I suspect the majority of drift in concepts comes from simple misunderstandings/playing a game of telephone and memetic selection. This leads to more politically charged and simple definitions, without any need for negative intent. I suspect providing other related concepts won’t help with this besides maybe delaying the drift by a few weeks, but it at least seems worth trying.
However, when actually trying to put your suggestions into practice I’m at a loss as to how to do that. For instance, I’m writing a post naming and explaining different types of risk. It’s not clear to me how to make a type of risk sound good. I’m also unsure how to go about introducing other words that are clearly bad in the same post that are more general, without having the post become completely off-topic and rambling.
The “deal with political muddying” is definitely the hardest one and I’m least confident you can do anything about it.
Edit: I mis-remembered something, so I won’t leave false info up. Comment re-written.
I think there’s a related way jargon can get confused, which is where the central example used to convey it is selected for controversy, not accuracy. I have an example, but I’m not sure of it.
Claim: ‘Nudge’ is a fairly general idea, but the most common example used is one that has been selected for controversy rather than centrality to the concept.
I remember once seeing a talk by Cass Sunstein where he expressed irritation with the fact that everyone thinks of ‘nudge’ as the thing where you change organ donation from opt-in to opt-out. I recall him being quite irritated that it is the central example used, and wishing he’d never used it, though I don’t remember precisely what reason he gave at the time.
I looked around, and there’s a post by him here expressing that he prefers ‘mandated choice’ for organ donation, where you don’t opt-in or opt-out, you’re just forced to explicitly make the decision (i.e. it’s a required question when you renew your drivers license).
Another example Sunstein uses is ‘putting fruit at eye level’ in a store, or adding the image of a housefly to men’s urinals to ‘improve aim’. I think the issue with the opt-in / opt-out example is that it’s strongly trying to route around your agency to get you to make a choice that isn’t obviously what you want. And the opt-in/opt-out example has been fairly controversial (Muslim groups opposed it in the UK) which I can image contributing to it being the most widespread example.
Regarding routing around agency: I know that every time I get an ‘opt-out of this newsletter’ box when signing up on a website, I feel like they’re acting adversarially, in a way I wouldn’t if they’d said “choose from the drop-down whether you’d like our newsletter”.
Can anyone whose looked into this with depth confirm the above account of ‘nudge’ and whether opt-in / opt-out is non-central and has been selected for non-epistemic reasons?
Huh? I am sufficiently surprised/confused by this example to want a citation.

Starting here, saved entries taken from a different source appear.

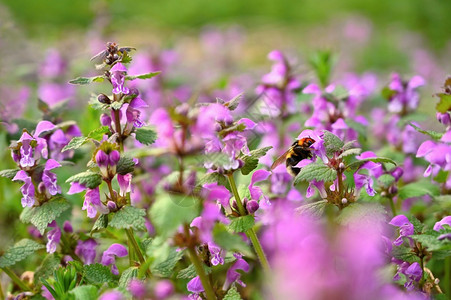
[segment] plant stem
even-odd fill
[[[125,229],[125,233],[127,234],[128,237],[128,241],[130,242],[130,244],[132,245],[136,255],[138,256],[139,262],[141,263],[141,265],[143,265],[145,263],[145,259],[144,256],[141,252],[141,249],[139,248],[138,242],[135,239],[135,236],[133,235],[133,229],[132,228],[126,228]],[[152,274],[150,273],[150,270],[147,269],[146,270],[146,274],[148,277],[150,277]]]
[[[0,280],[0,300],[5,300],[5,295],[3,294],[2,281]]]
[[[113,110],[113,116],[114,116],[114,126],[116,128],[116,132],[118,134],[117,141],[119,143],[119,146],[121,147],[121,152],[124,152],[124,144],[122,141],[122,129],[121,129],[121,119],[119,118],[119,111]]]
[[[391,212],[393,213],[393,217],[395,217],[397,215],[397,213],[396,213],[396,207],[395,207],[395,202],[393,201],[393,197],[388,197],[388,202],[390,203]]]
[[[196,273],[197,275],[199,275],[200,281],[202,282],[202,286],[205,290],[205,295],[207,296],[207,299],[208,300],[216,299],[215,292],[213,291],[213,288],[210,285],[210,281],[208,280],[208,277],[205,274],[205,270],[202,266],[202,263],[200,262],[199,257],[197,256],[196,250],[193,247],[188,247],[188,252],[190,259],[194,265],[194,268],[196,269]]]
[[[17,284],[23,291],[30,291],[31,289],[28,287],[28,285],[25,284],[20,278],[8,267],[1,268],[3,272],[6,273],[6,275],[11,278],[11,280]]]
[[[233,178],[233,173],[228,174],[227,178],[229,179],[229,184],[230,184],[230,188],[232,189],[232,193],[235,196],[236,204],[238,206],[240,215],[245,216],[246,210],[244,209],[243,203],[241,202],[241,198],[238,193],[238,189],[236,188],[235,179]],[[262,265],[263,270],[266,273],[269,273],[271,268],[269,266],[268,259],[266,258],[265,252],[263,251],[262,245],[260,244],[260,241],[258,240],[258,237],[257,237],[257,234],[255,233],[254,228],[251,228],[248,231],[246,231],[246,235],[251,240],[252,246],[254,246],[254,250],[257,253],[258,259],[260,260],[260,264]]]
[[[451,297],[451,256],[445,258],[445,278],[443,278],[443,281],[445,294]]]

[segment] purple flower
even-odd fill
[[[22,192],[22,207],[28,206],[32,207],[35,202],[34,197],[34,185],[31,181],[31,177],[28,176],[27,172],[20,170],[17,172],[16,176],[12,179],[13,181],[23,181],[24,185],[20,188],[20,191]]]
[[[147,105],[147,103],[139,96],[136,96],[132,101],[130,101],[125,112],[128,127],[134,126],[136,128],[141,128],[144,126],[144,122],[140,119],[141,111],[139,109],[146,107],[149,107],[149,105]]]
[[[414,76],[408,82],[403,82],[399,74],[392,74],[388,87],[393,95],[389,99],[388,110],[392,113],[416,110],[420,101],[417,89],[424,83],[424,79],[420,76]]]
[[[104,266],[111,265],[111,272],[114,275],[119,275],[119,270],[116,267],[116,256],[124,257],[127,255],[127,248],[121,244],[112,244],[106,251],[103,252],[101,263]]]
[[[17,141],[20,147],[18,153],[13,152],[14,161],[16,161],[21,168],[30,168],[36,164],[41,156],[47,158],[47,141],[41,138],[40,135],[44,132],[53,130],[54,128],[55,125],[51,122],[41,121],[36,126],[33,136],[24,131]]]
[[[404,215],[394,217],[388,224],[399,227],[399,237],[393,242],[393,245],[395,246],[402,245],[403,237],[407,237],[410,240],[410,236],[415,231],[413,224],[410,223],[409,219]]]
[[[223,265],[224,264],[224,251],[216,246],[216,244],[209,242],[208,243],[208,250],[210,251],[210,257],[211,257],[211,264],[213,266],[217,265]]]
[[[159,280],[155,284],[153,293],[158,300],[166,299],[174,293],[174,285],[170,280]]]
[[[96,247],[97,242],[94,239],[87,239],[86,241],[78,241],[75,247],[75,254],[77,254],[84,263],[90,265],[94,263],[96,259]]]
[[[133,297],[142,299],[146,296],[146,285],[141,280],[133,278],[130,280],[127,289]]]
[[[100,212],[101,214],[109,213],[108,208],[100,200],[99,187],[89,189],[78,182],[72,182],[67,194],[77,194],[83,192],[84,190],[86,190],[86,195],[85,200],[83,201],[82,210],[87,211],[88,218],[94,218],[97,215],[97,212]]]
[[[354,182],[356,190],[360,190],[365,187],[366,192],[369,196],[374,196],[376,191],[373,189],[373,178],[368,175],[354,174]]]
[[[200,294],[204,291],[204,287],[202,286],[202,282],[200,281],[199,276],[196,276],[193,279],[191,279],[186,285],[186,288],[188,289],[188,291],[195,294]]]
[[[439,222],[435,223],[434,230],[440,231],[440,230],[444,229],[443,225],[451,226],[451,216],[446,216],[443,219],[441,219]]]
[[[55,168],[59,168],[61,165],[54,159],[49,159],[45,163],[44,172],[42,173],[42,182],[44,182],[47,192],[54,196],[61,193],[61,187],[57,185],[56,174],[50,172]]]
[[[266,170],[257,170],[252,174],[251,183],[249,184],[249,192],[251,194],[251,199],[255,201],[260,201],[260,198],[263,196],[263,199],[269,203],[268,197],[263,194],[263,191],[260,187],[254,186],[257,182],[264,181],[268,179],[271,175],[271,172]]]
[[[123,197],[132,191],[132,174],[117,174],[117,182],[119,183],[119,194]]]
[[[125,297],[119,291],[110,291],[103,293],[99,300],[124,300]]]
[[[419,263],[414,262],[404,271],[404,274],[407,277],[407,281],[404,286],[408,291],[411,291],[414,289],[414,283],[419,282],[423,277],[423,270],[421,269]]]
[[[47,233],[47,252],[54,253],[56,251],[56,246],[61,240],[61,229],[58,227],[55,221],[50,223],[49,227],[55,227]]]
[[[110,70],[113,94],[128,94],[130,90],[124,86],[127,68],[122,63],[116,63]]]
[[[246,284],[241,281],[241,273],[238,273],[238,270],[249,272],[250,266],[249,264],[242,258],[243,256],[239,253],[234,253],[236,261],[235,263],[227,270],[226,280],[224,282],[223,290],[227,290],[230,285],[234,282],[237,282],[241,286],[246,286]]]

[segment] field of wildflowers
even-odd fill
[[[0,85],[0,299],[450,299],[446,64],[87,40]]]

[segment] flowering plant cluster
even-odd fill
[[[99,75],[43,83],[37,124],[2,120],[28,233],[1,252],[0,299],[451,296],[450,79],[442,133],[417,118],[420,76],[332,82],[323,52],[306,82],[273,51],[256,97],[199,95],[134,51],[108,43]],[[65,67],[51,52],[43,78]],[[74,85],[97,83],[98,124],[65,120]]]

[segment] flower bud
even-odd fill
[[[38,185],[38,192],[39,192],[39,194],[44,194],[45,191],[46,191],[46,189],[45,189],[44,182],[40,182],[39,185]]]
[[[255,200],[250,200],[246,203],[246,209],[250,214],[255,213],[259,207],[260,205]]]
[[[157,299],[166,299],[174,292],[174,286],[170,280],[160,280],[155,284],[154,294]]]
[[[105,95],[105,94],[100,94],[100,95],[97,97],[97,100],[99,100],[99,102],[100,102],[100,103],[103,103],[103,104],[110,104],[110,103],[111,103],[111,99],[108,98],[108,96]]]
[[[109,164],[110,166],[115,166],[119,162],[119,159],[121,159],[121,154],[117,150],[111,151],[109,155]]]
[[[388,192],[392,195],[398,193],[398,188],[394,185],[392,185],[391,187],[388,188]]]
[[[400,167],[396,167],[393,171],[391,171],[391,175],[395,177],[395,180],[398,181],[402,175],[404,174],[404,170]]]
[[[146,286],[144,282],[138,279],[130,280],[130,283],[128,284],[128,290],[135,298],[142,299],[146,296]]]
[[[108,166],[108,155],[102,150],[97,151],[95,156],[96,163],[99,167]]]
[[[117,210],[117,205],[113,201],[108,201],[108,203],[106,204],[106,207],[108,207],[109,211]]]
[[[100,116],[100,123],[102,126],[110,126],[111,125],[111,117],[107,114],[102,114]]]
[[[434,284],[437,285],[437,284],[439,284],[439,283],[440,283],[440,279],[435,278],[435,279],[434,279]]]
[[[72,224],[70,224],[69,221],[64,222],[63,224],[63,230],[67,233],[72,233],[74,232],[74,229],[72,228]]]
[[[439,121],[440,123],[442,123],[445,126],[448,126],[451,124],[451,118],[449,116],[449,113],[442,114],[442,113],[438,112],[436,114],[436,117],[437,117],[437,121]]]
[[[139,90],[137,88],[130,88],[129,90],[131,95],[139,96]]]
[[[348,199],[346,199],[346,198],[341,199],[341,203],[342,204],[347,204],[348,203]]]
[[[344,170],[345,168],[345,164],[343,162],[341,162],[338,167],[340,168],[340,170]]]
[[[238,159],[238,169],[244,167],[244,161]]]

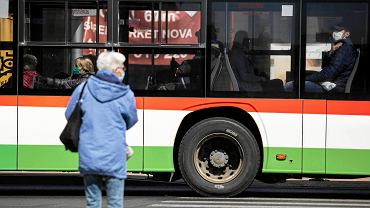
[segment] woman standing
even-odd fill
[[[126,130],[137,121],[135,98],[125,76],[125,56],[103,52],[97,60],[98,72],[87,80],[82,96],[79,170],[84,177],[86,207],[101,207],[101,190],[106,183],[108,207],[123,207],[126,179]],[[83,88],[73,92],[65,113],[68,119]]]

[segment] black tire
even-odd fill
[[[178,153],[186,183],[203,196],[230,197],[256,177],[260,151],[253,134],[223,117],[198,122],[183,137]]]

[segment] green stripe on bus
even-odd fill
[[[0,170],[16,170],[17,145],[0,145]]]
[[[130,172],[173,172],[172,147],[133,147]],[[143,149],[145,151],[143,152]],[[287,159],[276,160],[276,154]],[[264,148],[264,173],[370,175],[370,149]],[[302,160],[303,156],[303,160]],[[326,160],[325,160],[326,156]],[[61,145],[0,145],[0,170],[77,171],[78,155]],[[326,162],[326,164],[325,164]],[[326,172],[325,172],[326,168]]]
[[[277,160],[277,154],[286,155],[285,160]],[[263,148],[263,173],[301,173],[302,149],[288,147]]]
[[[327,149],[327,174],[370,175],[370,149]]]
[[[176,162],[176,161],[175,161]],[[174,172],[173,147],[144,147],[145,172]]]
[[[77,171],[78,155],[61,145],[19,145],[18,169]]]
[[[132,148],[134,156],[127,163],[128,171],[142,171],[142,147]],[[18,154],[18,170],[78,170],[78,154],[66,151],[62,145],[19,145]]]
[[[370,149],[304,148],[302,152],[301,150],[301,148],[265,147],[262,172],[370,175],[368,161]],[[287,158],[279,161],[276,154],[286,154]]]
[[[325,148],[304,148],[302,165],[303,173],[325,173]]]

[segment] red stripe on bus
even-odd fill
[[[69,98],[70,96],[19,96],[19,106],[67,107]],[[136,98],[136,106],[143,108],[142,98]]]
[[[303,100],[303,113],[326,114],[326,100]]]
[[[370,115],[370,101],[328,101],[328,114]]]
[[[17,96],[0,96],[0,106],[17,106]]]
[[[145,110],[189,110],[238,107],[248,112],[300,113],[300,100],[241,98],[145,98]]]
[[[19,106],[66,107],[69,96],[19,96]]]
[[[66,107],[69,96],[19,96],[19,106]],[[327,107],[325,103],[327,102]],[[325,101],[249,98],[137,97],[137,108],[195,111],[211,107],[237,107],[248,112],[370,115],[370,101]],[[17,106],[16,96],[0,96],[1,106]],[[303,106],[302,106],[303,105]]]

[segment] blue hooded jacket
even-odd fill
[[[347,80],[351,74],[356,62],[357,52],[350,39],[341,41],[343,45],[331,55],[330,63],[320,72],[306,77],[306,80],[312,82],[333,82],[335,88],[344,91]]]
[[[65,112],[67,119],[83,85],[72,93]],[[138,121],[133,92],[113,72],[100,70],[87,80],[81,109],[80,172],[125,179],[126,130]]]

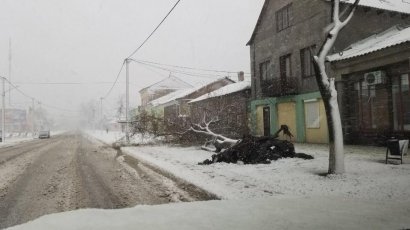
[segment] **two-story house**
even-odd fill
[[[189,102],[204,94],[235,83],[228,77],[210,80],[203,85],[181,89],[148,103],[151,113],[164,119],[165,129],[168,131],[181,131],[190,126]]]
[[[165,96],[171,92],[192,87],[192,85],[179,79],[178,77],[170,75],[169,77],[139,91],[141,97],[141,106],[145,107],[150,101]]]
[[[353,3],[342,2],[342,8]],[[339,35],[333,53],[394,25],[408,25],[409,6],[403,0],[362,0],[353,19]],[[254,135],[270,135],[286,124],[294,141],[328,141],[312,54],[322,44],[330,22],[331,3],[327,0],[265,1],[248,42]]]

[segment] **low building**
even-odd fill
[[[184,129],[190,124],[189,101],[232,83],[233,80],[225,77],[205,85],[181,89],[148,103],[148,107],[151,113],[163,117],[166,130]]]
[[[27,112],[24,109],[6,109],[5,125],[7,133],[22,133],[28,132],[29,120],[27,119]],[[2,119],[2,112],[0,109],[0,121]],[[31,124],[30,124],[31,125]]]
[[[141,106],[145,107],[149,102],[163,97],[171,92],[192,87],[192,85],[186,83],[185,81],[170,75],[168,78],[165,78],[139,91],[141,97]]]
[[[202,95],[189,102],[191,122],[217,119],[212,131],[230,138],[249,134],[248,103],[251,98],[251,82],[239,81]]]
[[[394,26],[328,57],[350,144],[410,139],[410,27]]]

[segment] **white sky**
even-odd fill
[[[141,44],[175,2],[1,0],[0,75],[8,76],[11,38],[11,81],[19,89],[45,105],[70,110],[77,110],[82,102],[99,101],[111,88],[123,59]],[[263,0],[182,0],[133,57],[195,68],[250,72],[246,42],[262,5]],[[139,103],[141,88],[169,74],[136,63],[130,69],[132,106]],[[125,71],[119,81],[105,100],[104,108],[114,108],[114,102],[124,95]],[[45,82],[86,84],[27,84]],[[31,103],[15,90],[11,102],[20,108]]]

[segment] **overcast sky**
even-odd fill
[[[44,105],[78,110],[81,103],[106,95],[123,59],[141,44],[175,2],[1,0],[0,75],[9,75],[11,39],[11,81]],[[250,72],[246,43],[262,5],[263,0],[182,0],[133,57],[195,68]],[[169,75],[137,63],[131,64],[130,72],[132,106],[139,103],[140,89]],[[104,100],[105,109],[114,108],[124,95],[124,81],[125,71]],[[14,90],[11,103],[28,108],[31,101]],[[47,110],[63,114],[56,109]]]

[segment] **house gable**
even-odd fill
[[[171,92],[192,87],[192,85],[171,75],[168,78],[141,89],[139,91],[141,95],[141,105],[146,106],[150,101],[165,96]]]

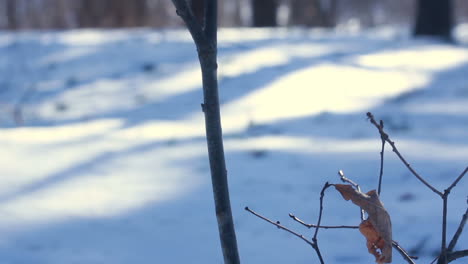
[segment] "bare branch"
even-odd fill
[[[314,232],[314,238],[313,240],[317,239],[317,234],[318,230],[320,227],[320,222],[322,221],[322,213],[323,213],[323,197],[325,196],[325,190],[328,189],[328,187],[333,186],[333,184],[329,184],[328,182],[323,185],[322,191],[320,192],[320,211],[319,211],[319,217],[317,220],[317,225],[315,227],[315,232]]]
[[[468,249],[459,250],[459,251],[455,251],[455,252],[448,254],[447,263],[452,262],[459,258],[463,258],[463,257],[468,257]]]
[[[383,129],[384,123],[380,120],[380,127]],[[380,173],[379,173],[379,187],[377,188],[377,193],[380,196],[380,192],[382,190],[382,177],[383,177],[383,167],[384,167],[384,152],[385,152],[385,138],[380,135],[380,139],[382,140],[382,147],[380,150]]]
[[[458,238],[460,237],[461,233],[463,232],[463,228],[465,227],[466,219],[468,219],[468,208],[466,208],[465,214],[463,214],[462,219],[460,221],[460,225],[458,225],[457,231],[455,231],[455,234],[453,235],[453,238],[449,243],[449,246],[447,248],[449,252],[453,251],[453,249],[455,248]]]
[[[297,232],[295,232],[295,231],[293,231],[293,230],[291,230],[291,229],[289,229],[289,228],[287,228],[287,227],[281,225],[280,221],[276,221],[276,222],[275,222],[275,221],[273,221],[273,220],[270,220],[270,219],[264,217],[263,215],[261,215],[261,214],[255,212],[254,210],[250,209],[248,206],[245,207],[245,210],[246,210],[247,212],[249,212],[249,213],[255,215],[256,217],[258,217],[258,218],[260,218],[260,219],[262,219],[262,220],[264,220],[264,221],[266,221],[266,222],[268,222],[268,223],[270,223],[270,224],[272,224],[272,225],[278,227],[279,229],[283,229],[284,231],[289,232],[289,233],[293,234],[294,236],[296,236],[296,237],[298,237],[298,238],[304,240],[304,242],[306,242],[307,244],[309,244],[311,247],[315,247],[315,243],[314,243],[314,242],[308,240],[308,239],[305,238],[303,235],[301,235],[301,234],[299,234],[299,233],[297,233]]]
[[[400,151],[398,151],[397,147],[395,146],[395,142],[391,141],[390,140],[390,137],[388,136],[387,133],[385,133],[385,131],[383,130],[383,127],[381,127],[379,124],[377,124],[377,122],[375,121],[374,119],[374,116],[372,115],[371,112],[368,112],[367,113],[367,117],[369,118],[370,122],[379,130],[379,133],[380,133],[380,136],[381,138],[385,139],[386,142],[388,142],[390,144],[390,146],[392,146],[392,150],[393,152],[395,152],[395,154],[398,156],[398,158],[400,158],[400,160],[403,162],[403,164],[405,164],[405,166],[408,168],[409,171],[411,171],[411,173],[416,176],[416,178],[418,178],[418,180],[420,182],[422,182],[424,185],[426,185],[426,187],[428,187],[429,189],[431,189],[431,191],[433,191],[434,193],[436,193],[437,195],[439,195],[440,197],[443,196],[443,193],[438,191],[436,188],[434,188],[431,184],[429,184],[426,180],[423,179],[423,177],[421,177],[414,169],[413,167],[411,167],[411,165],[406,161],[406,159],[401,155]]]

Edit: The surprise/confusion was in reference to the pre-edit version of the above comment, and does not apply to the current edition.
Sure, I’ll try to find one later today.
Edit: Added some more detail.
I agree that it’s good to avoid fights by making good behaviour more easy and natural, but man, I feel very depressed by the idea that the rationality community can’t coordinate on the norm that one should use words precisely and clearly to preserve useful meanings. Which is to say, I think that the fight could maybe be winnable (at least in certain contexts), but also that if it isn’t it’s worth spending more time thinking about how we could have failed so badly.
I do think it’s a fine, achievable goal for the rationalsphere… in places that have relatively longterm expectations and norms. I think it may be achievable on LW. I don’t think it’s especially achievable on Open FaceBook and places where the social boundaries are porous and people come and go and don’t have much common expectations (or common knowledge that they have common expectations).
(And, it seems like a lot of good jargon here should be making the rounds outside of the rationalsphere, and you’d want it to be able to survive once it reaches a mass audience)
I would draw a line between “fighting change by punishing defection” and “coordination to maintain a meaning”.